Dans ce grand hôtel bruxellois, sa silhouette menue et gracile se déplace sans faire de bruit, dans l’indifférence générale. Sylvie Germain, romancière, essayiste, dramaturge française, ne doit guère aimer ces lieux où des hommes bruyants, trop pressés, trop bien habillés, marchent à grandes enjambées vers leur destin ou leur dernière affaire à conclure, le téléphone rivé à l’oreille. Dehors, elle a croisé, assis sur le trottoir, des mendiants, des paumés, des brisés, la main tendue dans le froid, le regard vague. Il faudrait, dit-elle, si nous étions réellement bons, saints, les prendre chacun dans nos bras et leur apporter amour, tendresse et réconfort. Mais nous ne le faisons pas, ou si peu. Parce qu’il y a, en nous, du bien mais aussi du mal. L’indifférence est peut-être la première de nos petites lâchetés quotidiennes.

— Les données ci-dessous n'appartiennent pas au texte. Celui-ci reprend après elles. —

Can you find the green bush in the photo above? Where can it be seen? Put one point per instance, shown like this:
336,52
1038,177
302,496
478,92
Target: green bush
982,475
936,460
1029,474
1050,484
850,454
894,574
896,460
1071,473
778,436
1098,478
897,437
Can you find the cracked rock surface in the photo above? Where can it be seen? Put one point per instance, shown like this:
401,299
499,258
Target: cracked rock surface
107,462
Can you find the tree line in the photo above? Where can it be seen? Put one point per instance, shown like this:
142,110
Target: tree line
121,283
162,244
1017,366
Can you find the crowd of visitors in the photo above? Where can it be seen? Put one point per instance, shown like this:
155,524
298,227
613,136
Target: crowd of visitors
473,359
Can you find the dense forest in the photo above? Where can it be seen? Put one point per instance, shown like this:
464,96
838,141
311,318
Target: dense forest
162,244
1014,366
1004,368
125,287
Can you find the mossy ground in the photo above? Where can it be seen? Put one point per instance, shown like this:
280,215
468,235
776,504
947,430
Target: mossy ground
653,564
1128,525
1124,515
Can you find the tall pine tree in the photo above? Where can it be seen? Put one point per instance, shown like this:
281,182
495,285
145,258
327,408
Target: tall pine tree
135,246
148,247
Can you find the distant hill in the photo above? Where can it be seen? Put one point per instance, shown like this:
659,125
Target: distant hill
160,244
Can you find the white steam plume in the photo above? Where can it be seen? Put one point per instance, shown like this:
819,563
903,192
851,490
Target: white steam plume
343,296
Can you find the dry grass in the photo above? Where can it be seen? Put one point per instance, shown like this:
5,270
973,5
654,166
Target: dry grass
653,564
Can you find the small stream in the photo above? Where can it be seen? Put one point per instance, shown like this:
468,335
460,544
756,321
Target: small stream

Pour un non-philosophe, il n’est pas aisé de la suivre dans les méandres de sa réflexion, toujours charpentée de citations abondantes et savantes. Dieu, que l’on aimerait reprendre des études de philosophie avec Sylvie Germain pour guide !

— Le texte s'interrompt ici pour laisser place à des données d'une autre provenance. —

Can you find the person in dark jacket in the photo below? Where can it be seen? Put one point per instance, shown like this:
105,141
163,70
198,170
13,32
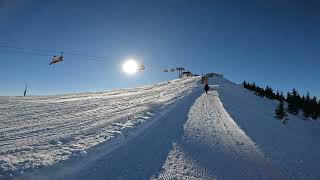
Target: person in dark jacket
206,88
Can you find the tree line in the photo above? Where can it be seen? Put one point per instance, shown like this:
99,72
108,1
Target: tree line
308,105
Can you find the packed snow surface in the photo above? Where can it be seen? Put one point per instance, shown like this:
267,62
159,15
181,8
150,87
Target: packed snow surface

Elle répond docilement aux questions, s’amuse de notre curiosité mais esquive parfois, parce que, dit-elle, il faudrait toute une vie pour apporter les nuances nécessaires. Pour dénicher la réponse aux questions, il faut souvent attendre la fin d’un long détour. Éloge de la lenteur et de la patience.

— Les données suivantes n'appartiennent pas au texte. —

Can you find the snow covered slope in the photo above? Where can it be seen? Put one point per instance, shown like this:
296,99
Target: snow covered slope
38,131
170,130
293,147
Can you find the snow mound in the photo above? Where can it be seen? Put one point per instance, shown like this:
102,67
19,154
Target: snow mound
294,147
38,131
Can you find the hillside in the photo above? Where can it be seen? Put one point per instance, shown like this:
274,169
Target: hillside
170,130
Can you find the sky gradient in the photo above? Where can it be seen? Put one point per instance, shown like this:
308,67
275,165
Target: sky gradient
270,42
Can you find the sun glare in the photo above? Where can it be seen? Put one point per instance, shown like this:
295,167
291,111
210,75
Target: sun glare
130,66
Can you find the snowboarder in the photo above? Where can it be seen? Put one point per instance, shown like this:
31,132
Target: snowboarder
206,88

Le soir, elle est invitée à débattre avec Gabriel Ringlet, aux Grandes Conférences catholiques. Salle comble. Le propos est subtil, ciselé mais toujours soupesé. Ringlet et Germain se complètent, se complaisent dans un dialogue à la fois haut perché et profond. Ce soir-là, ils discourent sur l’inconnaissance de Dieu, celui que l’on ne voit jamais de face et qui nous protège de sa parole et de sa main. C’est pareil pour nous-même : qui voit-on dans notre miroir ? Qui est derrière nos traits figés ? Comment faire le vide en soi pour se retrouver ? Et nos semblables, que voyons-nous d’eux ? Des dos, pour mieux les couvrir et les enlacer.